Northern Pintail Ducks in the Bosque del Apache NWR, Socorro, New Mexico. I love the crisp, bright clear light and how it feels when morning breaks on a winter day in the National Wildlife Refuge in Socorro, NM
Christ in the Desert Monastery on the Rio Chama, New Mexico. I made this image on a photo tour of the Abiquiu area. The monastery road follows the Chama River for thirteen miles through some of the most beautiful terrain in New Mexico. Thanks for looking. G
“Found on the road dead.” Old chair in southern Colorado at the New Mexico state line. Came across this scene four years or so ago … revisited recently and it’s still dead, but with an air of “come hither” about it.

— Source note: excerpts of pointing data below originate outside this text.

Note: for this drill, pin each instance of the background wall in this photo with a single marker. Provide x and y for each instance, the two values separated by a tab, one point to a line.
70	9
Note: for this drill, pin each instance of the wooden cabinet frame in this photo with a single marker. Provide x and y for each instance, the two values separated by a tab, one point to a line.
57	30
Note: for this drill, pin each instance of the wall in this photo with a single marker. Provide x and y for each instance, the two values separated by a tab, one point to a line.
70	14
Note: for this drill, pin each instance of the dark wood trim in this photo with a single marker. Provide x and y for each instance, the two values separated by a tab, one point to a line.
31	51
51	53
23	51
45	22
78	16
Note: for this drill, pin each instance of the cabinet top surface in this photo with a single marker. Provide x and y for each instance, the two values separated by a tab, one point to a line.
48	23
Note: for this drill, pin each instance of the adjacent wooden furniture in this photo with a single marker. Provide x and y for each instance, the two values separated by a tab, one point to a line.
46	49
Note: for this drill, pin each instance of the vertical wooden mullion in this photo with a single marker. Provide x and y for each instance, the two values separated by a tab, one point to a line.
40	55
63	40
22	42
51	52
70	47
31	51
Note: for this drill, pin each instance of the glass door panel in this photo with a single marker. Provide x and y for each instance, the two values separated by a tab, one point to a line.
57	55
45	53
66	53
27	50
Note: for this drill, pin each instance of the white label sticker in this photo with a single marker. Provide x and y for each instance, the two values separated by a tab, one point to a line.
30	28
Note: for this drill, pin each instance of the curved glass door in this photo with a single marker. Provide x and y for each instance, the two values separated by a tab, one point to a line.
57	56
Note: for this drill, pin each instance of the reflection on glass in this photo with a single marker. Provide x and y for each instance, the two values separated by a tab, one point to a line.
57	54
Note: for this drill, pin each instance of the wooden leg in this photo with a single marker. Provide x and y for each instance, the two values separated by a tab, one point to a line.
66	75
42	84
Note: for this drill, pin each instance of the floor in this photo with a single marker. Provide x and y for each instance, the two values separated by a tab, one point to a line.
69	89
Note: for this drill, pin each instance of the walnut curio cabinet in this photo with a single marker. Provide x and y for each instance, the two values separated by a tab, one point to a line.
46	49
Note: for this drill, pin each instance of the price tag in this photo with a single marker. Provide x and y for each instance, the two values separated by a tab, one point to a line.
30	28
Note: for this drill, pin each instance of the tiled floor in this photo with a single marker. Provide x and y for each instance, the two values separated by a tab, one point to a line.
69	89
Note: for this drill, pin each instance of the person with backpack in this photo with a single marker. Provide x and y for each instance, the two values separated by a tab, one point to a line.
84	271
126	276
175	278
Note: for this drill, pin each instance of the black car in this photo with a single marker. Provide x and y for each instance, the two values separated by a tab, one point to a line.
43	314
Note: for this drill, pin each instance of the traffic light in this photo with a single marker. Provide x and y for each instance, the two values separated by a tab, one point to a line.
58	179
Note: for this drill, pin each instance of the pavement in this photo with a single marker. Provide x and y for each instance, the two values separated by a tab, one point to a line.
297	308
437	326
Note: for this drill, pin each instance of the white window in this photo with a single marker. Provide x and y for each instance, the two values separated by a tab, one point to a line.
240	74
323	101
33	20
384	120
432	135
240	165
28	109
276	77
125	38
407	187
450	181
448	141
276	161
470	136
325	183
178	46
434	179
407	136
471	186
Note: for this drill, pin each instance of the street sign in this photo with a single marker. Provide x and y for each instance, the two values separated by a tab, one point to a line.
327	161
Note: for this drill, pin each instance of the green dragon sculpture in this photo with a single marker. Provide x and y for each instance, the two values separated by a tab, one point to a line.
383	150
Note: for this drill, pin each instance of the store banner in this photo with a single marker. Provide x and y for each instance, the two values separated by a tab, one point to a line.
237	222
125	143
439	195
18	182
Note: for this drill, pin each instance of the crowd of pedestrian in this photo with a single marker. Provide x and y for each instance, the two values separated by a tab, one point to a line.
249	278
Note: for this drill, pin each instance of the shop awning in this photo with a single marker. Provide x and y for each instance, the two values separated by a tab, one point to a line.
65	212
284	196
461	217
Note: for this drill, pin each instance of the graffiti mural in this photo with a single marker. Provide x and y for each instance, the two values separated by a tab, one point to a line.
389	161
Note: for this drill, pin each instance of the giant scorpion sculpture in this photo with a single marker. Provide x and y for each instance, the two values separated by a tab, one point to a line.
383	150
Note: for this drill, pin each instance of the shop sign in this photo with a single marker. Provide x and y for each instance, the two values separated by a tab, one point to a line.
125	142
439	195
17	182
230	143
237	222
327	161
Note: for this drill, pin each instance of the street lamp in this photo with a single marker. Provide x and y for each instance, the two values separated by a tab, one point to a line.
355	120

Merlin. “It’s mine, I killed it and now I’m going to eat it!” I made this image yesterday on my way home from my gallery in Arroyo Seco. I spotted the raptor on the fence post as I drove along. I pulled over, reversed about 100 feet and wound down my window. I said to myself, ‘that’s a male Merlin falcon, perhaps a juvenile’. I stopped about 20 feet away and while I was changing lenses I observed the Merlin tear at a dead bird’s chest … at least I’m pretty sure it was dead. I made about a dozen images, each, very much like this one. A few minutes later when a pickup came whipping by me, scaring the Merlin, the raptor took off clenching it’s prey. This evening I wrote to my friend Jean-Luc Catron, author of Raptors of New Mexico to confirm my ID of the bird. This is his reply … “What a beautiful photo!! You are right, it is a merlin, and because of the muted facial markings I can also say that it belongs to the subspecies richardsonii (prairie or Richardson’s merlin). It is a male because of the blue gray dorsal plumage”. Thank you Jean-Luc. Thank you for looking. G
Valles Caldera National Preserve, a volcanic caldera in the Jemez mountains of northern New Mexico. You can read more here at the National Park Service Website. Thanks for looking. G
Adobe Route, Free Climbing Pigeons. “I got this… I got this!” at the St. Francis Church Ranchos de Taos, NM. I’m guessing here… perhaps they were eating seeds they discovered in the mud or bits of gravel for their crop. One thing I’m certain about, as I watched them work their way up the building, flying would have been the easier route to take. Thanks for looking. G
Old Martina’s Hall, Ranchos de Taos, New Mexico. A play on words: Old Martinez Hall now Old Martina’s Hall. Martina being the new owner. I’ve driven by this building for a while now and the sculptural lines have always fascinated me. In the past, I’ve made images of the “Old Martinez Hall” and purchased beer at the now defunct drive up liquor window before the state rightfully banned drive up liquor windows. On this occasion, I can safely say, it was the snow accentuating the sculptured form of the building that caught my eye as I drove past. Thanks for looking. G
Homestead in Pilar NM. This is a fairly recent image although it looks like time stood still at the end of the last century and we happened upon it via a time travel machine. Very much of New Mexico looks a lot like this. Pilar is a vibrant hamlet on the banks of the Rio Grande twenty minutes south of Taos. There are resident artists, bald and golden eagles, beaver, otter and river rafting outfits. Come and visit sometime. Thanks for looking. Oh! … the cross shaped structure is one end of a washing line.
Bucket on a fence. Driving around Taos County one comes across some wondrous objects that often seem to have magically shown up, by their own will, festooning the landscape like an ancient colloquial code. What, or who, could possibly have determined any usage from hanging a flattened bucket on a fence post?